The future, if Sacramento gets its way, likely will resemble Jerry Brown’s old “era of limits” on steroids. It will become more expensive to get around, even in electric cars that rely on what are already among the country’s highest rates, almost twice as high as competitors like Texas, Arizona, Washington and Oregon, electricity that is rightfully seen as often unreliable as well. Our ability to buy housing, particularly the family-friendly variety, will also be restricted by a planning regime that seeks to cram most into small apartments.
This future appeals to some predictable voices, like The New York Times and The Atlantic, which see the fires on the urban edge as a reason to pack more people into our already congested, unaffordable cities. But these observations fail to distinguish between the heavily wooded areas on the hilly fringes of the metropolis — which are indeed fire-prone — and largely flat expanses of rangeland adjacent to both the Bay Area and the Los Angeles basin. If we don’t find safe places to build the kind of housing most people, notably families, need, our diminished housing choices will accelerate the rising tide of people and companies leaving the state.

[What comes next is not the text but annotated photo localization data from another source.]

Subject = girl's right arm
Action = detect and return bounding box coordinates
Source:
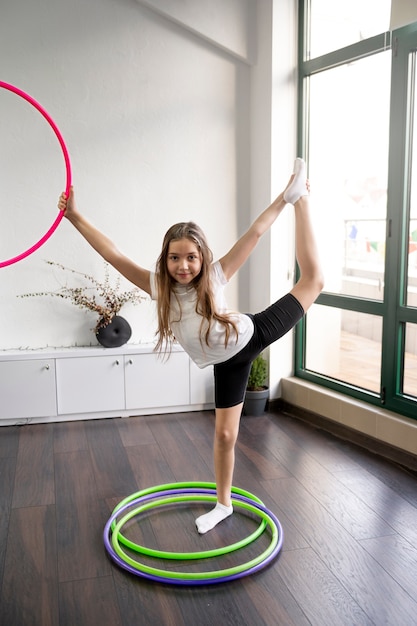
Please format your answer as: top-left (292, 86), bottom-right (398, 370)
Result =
top-left (58, 187), bottom-right (152, 296)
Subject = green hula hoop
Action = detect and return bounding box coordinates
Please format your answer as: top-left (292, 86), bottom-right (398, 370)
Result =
top-left (111, 482), bottom-right (266, 560)
top-left (111, 494), bottom-right (278, 581)
top-left (114, 493), bottom-right (266, 560)
top-left (111, 481), bottom-right (265, 518)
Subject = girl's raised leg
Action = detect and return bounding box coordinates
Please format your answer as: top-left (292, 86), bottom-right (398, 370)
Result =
top-left (290, 194), bottom-right (324, 312)
top-left (284, 158), bottom-right (324, 311)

These ruinous policies are not necessary. They are based largely on intense “virtue-signaling,” which might also provide the basis for Gavin Newsom’s eventual run for the White House. But he may consider what the rest of the country might think about the kind of bifurcated, dystopic society California now presents; it certainly did not help the failed presidential candidacy of Kamala Harris and was bad enough to keep the disaster that is L.A. Mayor Eric Garcetti out of the presidential sweepstakes.